El sonido gutural de las bestias se eleva a su alrededor.

—¿Para qué gritas? —le chilla ella, dándose cuenta de que también ha levantado la voz, aunque no puede parar—. ¡Te dije que no gritases!

Mira hacia atrás y ve las cabezas que han surgido ya de los agujeros con humo. Las alimañas saben que han cogido a uno y todas querrán participar del banquete; además hay otras especies: seres tan fusionados, quemados o marcados que es imposible identificarlos. Han perdido lo que los hacía humanos y, al aislarse de todo, se han vuelto despiadados.

Pressia coge piedras y empieza a tirárselas a las cabezas de alimaña que ve, una tras otra. Se encogen pero vuelven a aparecer.

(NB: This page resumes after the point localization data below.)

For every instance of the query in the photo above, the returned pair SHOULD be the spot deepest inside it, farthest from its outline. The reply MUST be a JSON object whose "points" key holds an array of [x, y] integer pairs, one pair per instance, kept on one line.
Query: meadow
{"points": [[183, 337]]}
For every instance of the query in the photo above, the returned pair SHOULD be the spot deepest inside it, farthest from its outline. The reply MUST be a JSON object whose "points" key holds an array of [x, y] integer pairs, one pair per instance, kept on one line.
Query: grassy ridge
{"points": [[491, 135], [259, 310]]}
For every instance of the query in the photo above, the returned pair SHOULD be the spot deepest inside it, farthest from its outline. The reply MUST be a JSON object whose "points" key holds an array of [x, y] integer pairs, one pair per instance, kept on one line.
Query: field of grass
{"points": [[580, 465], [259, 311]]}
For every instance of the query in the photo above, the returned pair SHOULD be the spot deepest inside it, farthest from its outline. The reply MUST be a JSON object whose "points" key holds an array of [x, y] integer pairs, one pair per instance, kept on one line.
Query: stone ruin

—Es más fuerte que tú. No intentes resistirte. Tendrás que dejar que te lleve abajo y pelear allí con él. Coge una piedra en cada mano y pégale. Yo te cubro.

Espera que el puro sepa luchar, aunque duda mucho de que enseñen ese tipo de cosas en la Cúpula. ¿Contra qué iban a tener que protegerse? Si él no sabe pelear, ella no podrá bajar detrás de él. No quedaría nadie fuera para espantar a las alimañas y formarían todas un gran corro hambriento a la entrada del hoyo para matarlos a los dos en cuanto volviesen arriba, en el caso de que lo lograsen.